The boy's face was alight with good feeling. He sat up eagerly.

"That's just how I thought," he cried. "I——" A knock at the door was followed by the entrance of a bell-boy with the cocktail. Alec seized it, and drank thirstily.

Kars looked on. He gave no sign.

"That feller knows his job," he said, as the boy withdrew.

Alec laughed. He was feeling in better case already.

"Sure he does. A single push on that bell means one cocktail. He generally makes the trip twice in the morning. But say, talking of Murray, one of these days I'm going to make a big talk with him and just tell him what I feel 'bout things. I've got to tell him I've just bin a blamed young fool and didn't understand the sort of man he was."

"Then you've had trouble with him—again?" Kars' question had a sudden sharpening in it. He was thinking of what Bill had told him.

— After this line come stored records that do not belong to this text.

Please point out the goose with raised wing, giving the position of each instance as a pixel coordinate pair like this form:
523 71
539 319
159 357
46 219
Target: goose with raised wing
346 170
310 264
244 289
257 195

"Not a thing. Say, we haven't had a crooked word since we quit the old Fort. He's a diff'rent guy when he gets away from his—store. No, sir, Murray's wise. He guesses I need to see and do things. And he's helped me all he knows. And he showed me around some dandy places before I got wise."

He laughed boisterously, and his laugh drove straight to the heart of the man who heard it.

Kars was no moralist, but he knew danger when he saw it, moral or physical. The terrible danger into which this youth, this foolish brother of Jessie, had been plunged by Murray McTavish stirred him as he had not been stirred for years. Women, gaming, drink. This simple, weak, splendid youth. Leaping Horse, the cesspool of the earth. A mental shudder passed through him. But the acutest thought of the moment was of the actions of Murray McTavish. Why had he shown this boy "places"? Why had he financed him privately, and not left it to Ailsa Mowbray? Why, why, had he lied to Bill on the subject of a quarrel with Alec?